Feb 2, 2010

Wise girls settle for Mr Good Enough

Lori Gottlieb’s marriage advice has caused a storm. She tells us why women should get real about romance
Leah McLaren


According to Jewish lore, anyone who sets up three successful matches secures a place in heaven. If that’s so, the queen of heavenly matchmakers must be Lori Gottlieb, author of Marry Him: The Case for Settling for Mr Good Enough. Indeed, I owe my own marriage, in part, to Gottlieb. It wasn’t her match-making skills but her straight talk that helped me down the aisle.

The point of her new book, due out in Britain this spring, is that many single women get to a state of desperation in searching for a husband because they don’t make wise decisions early on, such as dating dependable men rather than handsome cads — the sort who take you to bed for six months, spend your money, rip out your heart and stomp it to a bloody pulp.

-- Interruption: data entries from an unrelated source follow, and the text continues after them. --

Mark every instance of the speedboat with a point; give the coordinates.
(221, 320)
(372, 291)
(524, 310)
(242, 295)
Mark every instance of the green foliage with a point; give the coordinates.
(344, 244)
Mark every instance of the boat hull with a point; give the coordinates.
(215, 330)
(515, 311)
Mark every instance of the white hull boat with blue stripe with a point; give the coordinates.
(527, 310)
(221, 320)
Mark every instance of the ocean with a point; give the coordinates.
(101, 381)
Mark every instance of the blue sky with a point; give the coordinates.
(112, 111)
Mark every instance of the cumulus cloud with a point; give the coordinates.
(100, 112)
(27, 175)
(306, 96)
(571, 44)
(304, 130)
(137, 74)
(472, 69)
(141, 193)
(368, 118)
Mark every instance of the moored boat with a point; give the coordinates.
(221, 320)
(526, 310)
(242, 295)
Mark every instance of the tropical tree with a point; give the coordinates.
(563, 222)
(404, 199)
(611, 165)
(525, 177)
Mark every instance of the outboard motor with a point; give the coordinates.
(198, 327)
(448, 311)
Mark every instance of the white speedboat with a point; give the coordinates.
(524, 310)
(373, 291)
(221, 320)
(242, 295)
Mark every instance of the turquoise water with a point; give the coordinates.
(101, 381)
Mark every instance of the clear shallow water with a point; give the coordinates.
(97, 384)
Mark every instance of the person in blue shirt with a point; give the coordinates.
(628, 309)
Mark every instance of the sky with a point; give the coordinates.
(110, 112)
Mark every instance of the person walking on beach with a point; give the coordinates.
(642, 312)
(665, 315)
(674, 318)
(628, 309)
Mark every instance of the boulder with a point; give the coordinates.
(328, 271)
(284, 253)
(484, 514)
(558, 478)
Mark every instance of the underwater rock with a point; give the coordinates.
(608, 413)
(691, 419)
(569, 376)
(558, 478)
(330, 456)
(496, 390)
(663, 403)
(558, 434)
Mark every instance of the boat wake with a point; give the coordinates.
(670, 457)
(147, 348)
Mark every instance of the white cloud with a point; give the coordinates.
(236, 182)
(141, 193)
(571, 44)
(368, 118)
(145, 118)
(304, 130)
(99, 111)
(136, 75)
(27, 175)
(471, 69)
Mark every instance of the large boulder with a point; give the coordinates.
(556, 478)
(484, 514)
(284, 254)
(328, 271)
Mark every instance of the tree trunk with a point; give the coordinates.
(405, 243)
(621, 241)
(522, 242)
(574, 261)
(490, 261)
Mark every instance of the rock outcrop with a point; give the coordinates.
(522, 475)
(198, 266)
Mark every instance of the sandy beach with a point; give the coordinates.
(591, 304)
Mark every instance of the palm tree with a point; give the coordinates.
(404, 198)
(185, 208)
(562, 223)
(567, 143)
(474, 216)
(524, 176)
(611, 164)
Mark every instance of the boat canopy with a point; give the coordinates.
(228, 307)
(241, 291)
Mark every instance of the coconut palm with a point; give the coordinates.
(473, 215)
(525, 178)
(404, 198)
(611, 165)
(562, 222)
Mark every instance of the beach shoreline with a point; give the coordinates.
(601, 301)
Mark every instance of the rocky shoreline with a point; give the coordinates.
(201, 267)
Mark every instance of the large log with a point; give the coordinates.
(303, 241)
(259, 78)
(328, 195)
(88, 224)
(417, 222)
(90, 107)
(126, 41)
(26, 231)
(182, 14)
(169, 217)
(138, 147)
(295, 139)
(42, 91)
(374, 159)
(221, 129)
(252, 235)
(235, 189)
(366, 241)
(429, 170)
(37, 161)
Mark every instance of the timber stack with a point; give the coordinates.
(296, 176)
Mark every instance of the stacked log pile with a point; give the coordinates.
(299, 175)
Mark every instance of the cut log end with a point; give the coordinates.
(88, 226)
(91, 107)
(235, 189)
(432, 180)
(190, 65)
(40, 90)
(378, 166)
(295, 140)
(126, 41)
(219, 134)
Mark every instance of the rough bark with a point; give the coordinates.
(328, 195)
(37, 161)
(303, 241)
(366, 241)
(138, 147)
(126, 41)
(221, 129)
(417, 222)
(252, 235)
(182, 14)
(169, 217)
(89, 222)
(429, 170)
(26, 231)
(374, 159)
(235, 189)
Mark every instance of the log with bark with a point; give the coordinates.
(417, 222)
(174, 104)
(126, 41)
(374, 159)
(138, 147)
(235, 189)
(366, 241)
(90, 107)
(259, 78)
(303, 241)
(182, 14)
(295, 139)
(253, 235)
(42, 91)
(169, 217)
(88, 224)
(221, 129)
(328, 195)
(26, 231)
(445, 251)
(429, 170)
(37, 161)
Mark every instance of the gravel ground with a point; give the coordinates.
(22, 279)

When I speak to Gottlieb for her first British interview, I tell her that my mother sent me the original 2008 magazine article on which her book is based within, oh, about five minutes of publication. In the article Gottlieb wrote of her deep regret at having passed on all the nice guys in her thirties in the search for allconsuming love.

Her stark message ran directly counter to the neofeminist Sex and the Cityperpetuated mantra that we should all hold out for The One because we’re worth it. “Don’t worry about passion or intense connection,” Gottlieb wrote, “because if you want to have the infrastructure in place to have a family, settling is the way to go.

“Based on my observations, settling will probably make you happier in the long run, since many of those who marry with great expectations become more disillusioned with each passing year.”

Her words set off a furore that the book has now reignited. Last week, as Marry Him came out in America, the papers were full of thirtysomethings passionately arguing that every girl should hold out for Mr Perfect against others who believe practicality rules: that Mr Second Best is better than Mr Nobody.

I married my husband for love but I’d be lying if I said that Gottlieb’s dry-eyed observation that family life is not about bodice-ripping passion but akin to “running a small tedious non-profit business” didn’t affect me. Besides, at 33 I wasn’t getting any younger. Woe betide the naive singleton who assumes her choice of men will widen, rather than narrow, with time.

“The truth is, once you’re closing in on 40 you can certainly find love and companionship and all those things but it’s probably going to look different from what you imagined,” Gottlieb says. “I look at my friends who got married later on and I look at who they married and let me tell you, it’s very different from who they would have married 10 years earlier.”


skipo.......

Feminism gave women this sense of entitlement that we deserve someone who’s perfect. And then we meet the so-called perfect guy and he’s out of our league and has no interest in us and we tell our girlfriends, ‘He must be secretly gay’ when in fact he’s just really not that into us,” she says

(shocked that she blames feminism for giving women a entitlement mentality)

Much more of reading here...


(Pssst... Think about it... Don't wait around and possibly get passed up when you can always bail later with all his assets)

Very interesting comments. How many guys would marry knowing she thinks she deserved better than you and she was just settling for Mr. NonRight?